Risk taking with gains and risk taking with losses

If a person prefers k with certainty than k/r (0<r<1) they are generally seen as risk averse (and vice versa). Generally less risky choices are made when k is positive than negative. Usually the reference point is based on some aspiration level or target that is presumed stable (but may actually vary endogenously). p. 4

Theories of choice and risk taking

In monetary terms, risk aversion is a decreasing marginal utility for money. But this methodology doesn't account for observed differences in risk taking between gains and losses. They compensate by assuming a decreasing marginal disutility for losses.

Another way is to use aspiration level. People are not willing to take high risks above to target to reduce the chance of going below. But they are willing to increase risk to have a chance of getting above the target when they are below.

Learning and Risk Taking

Another explanation is seeing it as a response learned from experience. Favorable responses are assumed to increase propensity to choose an anternative related historically to those experiences. Unfavorable responses lead to decreases in propensity. p. 6

Suppose individuals learn how to respond to situations involving risk the same way they learn other things, but experiencing the apparent consequences of their behavior and modifying their rules of behavior as a result of accumulated experience.
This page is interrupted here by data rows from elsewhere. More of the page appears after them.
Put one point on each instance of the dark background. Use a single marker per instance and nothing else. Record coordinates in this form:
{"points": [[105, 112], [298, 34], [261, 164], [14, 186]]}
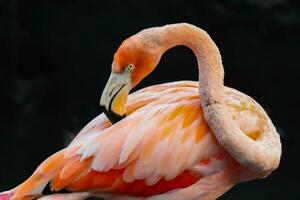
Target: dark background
{"points": [[56, 55]]}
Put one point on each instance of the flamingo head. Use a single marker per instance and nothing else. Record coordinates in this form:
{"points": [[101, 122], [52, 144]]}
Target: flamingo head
{"points": [[134, 59]]}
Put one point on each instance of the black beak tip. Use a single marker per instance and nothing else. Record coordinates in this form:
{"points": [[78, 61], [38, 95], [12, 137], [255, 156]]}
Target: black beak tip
{"points": [[113, 117]]}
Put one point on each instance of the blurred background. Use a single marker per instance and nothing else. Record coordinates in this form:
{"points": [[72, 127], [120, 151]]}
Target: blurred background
{"points": [[56, 56]]}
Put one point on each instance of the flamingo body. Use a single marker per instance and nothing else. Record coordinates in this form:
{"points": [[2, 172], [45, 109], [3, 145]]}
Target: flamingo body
{"points": [[180, 140]]}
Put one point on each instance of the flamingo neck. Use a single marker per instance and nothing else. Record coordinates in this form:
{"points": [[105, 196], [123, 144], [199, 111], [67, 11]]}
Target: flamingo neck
{"points": [[211, 73]]}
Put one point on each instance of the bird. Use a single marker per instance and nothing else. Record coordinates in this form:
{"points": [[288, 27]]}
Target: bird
{"points": [[191, 140]]}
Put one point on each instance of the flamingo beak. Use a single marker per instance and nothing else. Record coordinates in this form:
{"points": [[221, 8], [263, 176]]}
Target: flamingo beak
{"points": [[114, 96]]}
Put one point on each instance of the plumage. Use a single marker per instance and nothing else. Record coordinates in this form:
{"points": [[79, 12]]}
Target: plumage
{"points": [[163, 149]]}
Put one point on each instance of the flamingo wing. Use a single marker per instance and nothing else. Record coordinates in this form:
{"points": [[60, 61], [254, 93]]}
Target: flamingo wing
{"points": [[155, 149], [163, 137]]}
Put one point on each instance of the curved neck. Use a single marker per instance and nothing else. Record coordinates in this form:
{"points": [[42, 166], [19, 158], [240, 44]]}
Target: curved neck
{"points": [[211, 72], [260, 156]]}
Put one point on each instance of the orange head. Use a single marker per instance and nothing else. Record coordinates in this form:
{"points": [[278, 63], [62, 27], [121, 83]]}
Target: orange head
{"points": [[139, 54], [136, 58]]}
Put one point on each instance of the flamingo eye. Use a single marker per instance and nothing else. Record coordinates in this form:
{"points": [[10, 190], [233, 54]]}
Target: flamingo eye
{"points": [[129, 68]]}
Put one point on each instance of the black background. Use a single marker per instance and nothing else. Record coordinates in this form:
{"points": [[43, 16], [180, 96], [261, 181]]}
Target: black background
{"points": [[56, 56]]}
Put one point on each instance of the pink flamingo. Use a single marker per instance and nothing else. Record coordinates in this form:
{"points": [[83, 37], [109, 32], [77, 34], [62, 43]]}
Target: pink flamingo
{"points": [[179, 140]]}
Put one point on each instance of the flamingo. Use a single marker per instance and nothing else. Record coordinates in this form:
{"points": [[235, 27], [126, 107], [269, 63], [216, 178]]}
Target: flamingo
{"points": [[179, 140]]}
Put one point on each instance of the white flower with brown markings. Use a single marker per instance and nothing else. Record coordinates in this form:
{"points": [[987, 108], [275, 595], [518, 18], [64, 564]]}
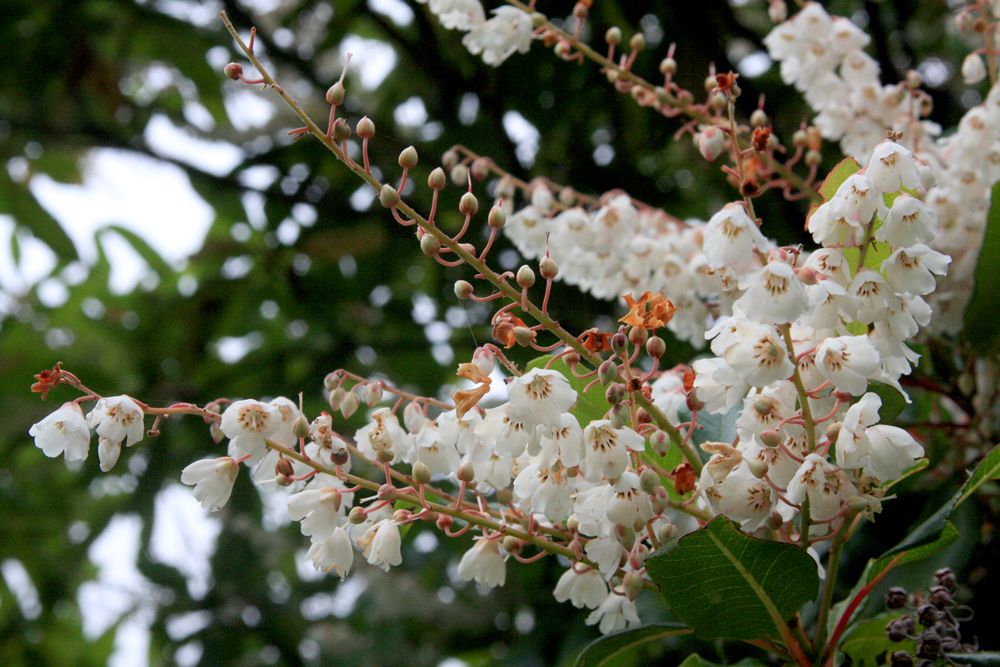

Models of Experiential learning

Each model is characterized by:

1. A set of alternatives (described by a probability distribution over returns, conditional on choice)

2. A learner (defined by a probability vector over alternatives)

3. A decision rule (chosen probabalistically from probability vector)

4. An outcome rule (drawn from pool of alternatives)

5. A learning rule (to modify probability vector based on the outcome)

p i, t is the probability of choosing alternative i on trial t.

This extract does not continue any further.